Testing the parsing configuration with pattern and name data
Testing the parsing configuration with pattern and name data
The following steps describe the process to test the parse asset with pattern data and associated name data. For example, you might discover names that the Parse transformation did not parse successfully at run time. Import the names and the associated patterns from the transformation output to the asset in Data Quality.
To import the names and associated patterns, copy the data to a CSV or Microsoft Excel file. The pattern values must populate the first column in the file, and the name values must populate the second column.
Open the parse asset that you created for pattern-based parsing.
Select the
Configuration
tab.
Select a runtime environment in which to test the configuration.
Use the
Add User-Defined Patterns
option to import the unparsed name and pattern data that the Parse transformation wrote as output.

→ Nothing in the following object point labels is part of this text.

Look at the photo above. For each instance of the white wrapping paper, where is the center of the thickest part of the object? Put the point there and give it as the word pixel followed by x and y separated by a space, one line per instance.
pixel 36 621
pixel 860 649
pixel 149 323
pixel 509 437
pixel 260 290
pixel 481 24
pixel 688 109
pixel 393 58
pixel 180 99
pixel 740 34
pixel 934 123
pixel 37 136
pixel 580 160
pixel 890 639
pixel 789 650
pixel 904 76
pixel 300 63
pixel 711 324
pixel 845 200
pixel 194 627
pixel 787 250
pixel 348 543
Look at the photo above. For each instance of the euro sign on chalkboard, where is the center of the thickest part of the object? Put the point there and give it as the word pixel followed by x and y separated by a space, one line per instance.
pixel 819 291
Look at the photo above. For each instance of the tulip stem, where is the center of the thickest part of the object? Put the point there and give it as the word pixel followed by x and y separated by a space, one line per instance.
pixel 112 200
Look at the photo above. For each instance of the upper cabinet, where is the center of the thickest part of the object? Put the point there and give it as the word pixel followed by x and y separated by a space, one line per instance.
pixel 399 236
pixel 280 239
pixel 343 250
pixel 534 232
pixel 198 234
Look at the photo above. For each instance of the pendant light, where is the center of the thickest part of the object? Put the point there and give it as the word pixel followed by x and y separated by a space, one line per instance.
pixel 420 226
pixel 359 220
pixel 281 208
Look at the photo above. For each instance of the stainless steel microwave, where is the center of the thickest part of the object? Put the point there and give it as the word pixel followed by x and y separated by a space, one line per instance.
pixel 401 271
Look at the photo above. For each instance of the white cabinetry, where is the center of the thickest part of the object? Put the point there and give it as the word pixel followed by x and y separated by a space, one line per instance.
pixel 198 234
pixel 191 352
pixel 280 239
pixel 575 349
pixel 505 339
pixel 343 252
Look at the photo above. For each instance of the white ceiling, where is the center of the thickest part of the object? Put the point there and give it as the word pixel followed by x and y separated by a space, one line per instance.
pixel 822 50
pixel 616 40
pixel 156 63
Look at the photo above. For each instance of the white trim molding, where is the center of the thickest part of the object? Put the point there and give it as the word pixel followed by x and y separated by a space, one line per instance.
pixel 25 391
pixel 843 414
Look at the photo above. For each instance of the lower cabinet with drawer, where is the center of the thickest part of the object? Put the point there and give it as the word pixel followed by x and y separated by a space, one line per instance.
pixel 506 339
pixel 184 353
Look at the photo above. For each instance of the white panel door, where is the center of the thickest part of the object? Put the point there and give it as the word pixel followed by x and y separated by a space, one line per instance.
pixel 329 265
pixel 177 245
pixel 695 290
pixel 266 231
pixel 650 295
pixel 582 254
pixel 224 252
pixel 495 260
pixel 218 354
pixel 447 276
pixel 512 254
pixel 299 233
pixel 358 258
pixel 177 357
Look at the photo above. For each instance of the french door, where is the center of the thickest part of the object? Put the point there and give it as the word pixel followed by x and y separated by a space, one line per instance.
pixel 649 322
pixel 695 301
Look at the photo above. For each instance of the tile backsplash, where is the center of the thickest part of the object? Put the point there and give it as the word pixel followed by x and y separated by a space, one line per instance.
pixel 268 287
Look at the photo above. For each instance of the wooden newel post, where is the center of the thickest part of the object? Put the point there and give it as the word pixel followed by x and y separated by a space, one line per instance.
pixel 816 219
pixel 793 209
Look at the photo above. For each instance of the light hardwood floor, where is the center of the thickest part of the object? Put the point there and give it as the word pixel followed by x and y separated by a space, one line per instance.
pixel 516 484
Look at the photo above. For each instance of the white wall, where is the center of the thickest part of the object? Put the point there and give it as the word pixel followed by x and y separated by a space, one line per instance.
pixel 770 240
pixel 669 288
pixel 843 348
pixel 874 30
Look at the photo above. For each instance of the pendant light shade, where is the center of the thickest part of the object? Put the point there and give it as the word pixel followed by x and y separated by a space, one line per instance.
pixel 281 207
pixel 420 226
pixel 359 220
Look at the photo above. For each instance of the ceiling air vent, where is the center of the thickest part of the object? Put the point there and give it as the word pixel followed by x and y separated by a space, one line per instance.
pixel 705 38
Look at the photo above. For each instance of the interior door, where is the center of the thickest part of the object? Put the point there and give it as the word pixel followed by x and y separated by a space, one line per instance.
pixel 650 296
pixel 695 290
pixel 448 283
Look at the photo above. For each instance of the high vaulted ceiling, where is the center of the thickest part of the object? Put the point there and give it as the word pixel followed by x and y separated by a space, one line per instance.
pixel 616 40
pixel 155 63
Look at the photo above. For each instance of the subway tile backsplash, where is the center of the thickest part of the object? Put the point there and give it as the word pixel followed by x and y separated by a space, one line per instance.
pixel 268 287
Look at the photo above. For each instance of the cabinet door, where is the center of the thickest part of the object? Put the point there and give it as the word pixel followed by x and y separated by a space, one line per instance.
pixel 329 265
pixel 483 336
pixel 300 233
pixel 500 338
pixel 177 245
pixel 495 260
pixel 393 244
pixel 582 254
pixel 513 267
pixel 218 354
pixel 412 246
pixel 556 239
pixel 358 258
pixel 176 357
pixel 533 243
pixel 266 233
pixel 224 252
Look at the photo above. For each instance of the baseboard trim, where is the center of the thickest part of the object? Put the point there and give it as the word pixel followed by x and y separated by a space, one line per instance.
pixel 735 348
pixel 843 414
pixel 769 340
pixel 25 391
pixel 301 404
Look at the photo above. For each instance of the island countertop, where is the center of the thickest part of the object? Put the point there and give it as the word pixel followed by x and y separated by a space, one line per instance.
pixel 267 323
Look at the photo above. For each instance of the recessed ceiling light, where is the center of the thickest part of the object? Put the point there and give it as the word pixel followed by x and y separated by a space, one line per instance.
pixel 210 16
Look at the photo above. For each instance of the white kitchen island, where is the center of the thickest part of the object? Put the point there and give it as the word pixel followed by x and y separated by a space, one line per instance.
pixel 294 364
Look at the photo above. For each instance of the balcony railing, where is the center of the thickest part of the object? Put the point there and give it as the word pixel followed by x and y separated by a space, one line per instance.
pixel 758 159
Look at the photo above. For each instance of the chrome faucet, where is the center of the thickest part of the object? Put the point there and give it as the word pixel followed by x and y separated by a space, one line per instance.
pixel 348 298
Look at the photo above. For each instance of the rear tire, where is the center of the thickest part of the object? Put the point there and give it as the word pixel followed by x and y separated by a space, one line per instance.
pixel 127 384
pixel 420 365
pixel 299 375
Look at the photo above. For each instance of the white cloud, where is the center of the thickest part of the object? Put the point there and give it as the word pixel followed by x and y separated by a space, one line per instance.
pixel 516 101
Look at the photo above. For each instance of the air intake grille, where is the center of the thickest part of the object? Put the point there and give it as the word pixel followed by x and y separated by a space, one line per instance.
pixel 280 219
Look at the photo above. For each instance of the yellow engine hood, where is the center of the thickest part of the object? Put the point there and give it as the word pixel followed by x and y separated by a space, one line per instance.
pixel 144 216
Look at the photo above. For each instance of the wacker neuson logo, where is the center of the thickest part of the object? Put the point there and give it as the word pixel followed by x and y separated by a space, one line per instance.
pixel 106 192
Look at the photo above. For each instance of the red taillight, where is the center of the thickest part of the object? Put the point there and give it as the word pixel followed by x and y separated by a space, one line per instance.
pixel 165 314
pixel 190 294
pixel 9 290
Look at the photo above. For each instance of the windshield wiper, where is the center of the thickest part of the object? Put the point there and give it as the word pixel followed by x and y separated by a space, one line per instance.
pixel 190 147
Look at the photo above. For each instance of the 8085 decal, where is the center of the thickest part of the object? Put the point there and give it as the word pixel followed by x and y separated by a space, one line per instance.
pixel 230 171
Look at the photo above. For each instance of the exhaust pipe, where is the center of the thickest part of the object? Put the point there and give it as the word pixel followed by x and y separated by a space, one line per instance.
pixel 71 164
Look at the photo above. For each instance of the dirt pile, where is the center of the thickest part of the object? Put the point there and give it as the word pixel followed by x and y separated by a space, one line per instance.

You can import up to 5,000 user-defined patterns to a parse asset from a file that you specify.
When you select the file that contains the data, the
Import Patterns
dialog box opens. Select the
Import Input Data
option in the dialog box.
The pattern data appears in the
User-Defined Patterns
pane and the name data appears in the Inputs column of the
Test Results
pane.
Map the values in each pattern to an appropriate field in the pattern grid. For each value, select the field that best matches the type of information that the value represents.
Use the number in each pattern value as a guide when you map the values. The numbers match the order in which the data values appear in the input row. The numbered values in each pattern begin at (0).
Click
Test
.
The output columns display the test results.
Review the results of the test:
Find any input name that the test did not parse. Look for input names in the
Unparsed Data
field.
If you find a name that did not parse, make a copy of the pattern that the test assigned to the name. The test writes the pattern for each name to the
Labeled Name
field.
You can copy the patterns from the Labeled Name field to the file that you previously imported, or you can copy the patterns to a new file. Bear in mind that when you import data to the asset, you erase the prior test and pattern data on the Configuration tab.
Import the file that contains the latest pattern and name data.
Map the pattern values to the appropriate fields in the pattern grid.
Run the test again and review the results.
You may decide to import additional patterns to further update the pattern parsing logic.
When you are satisfied with the performance of the parsing operation on your sample data, save the asset.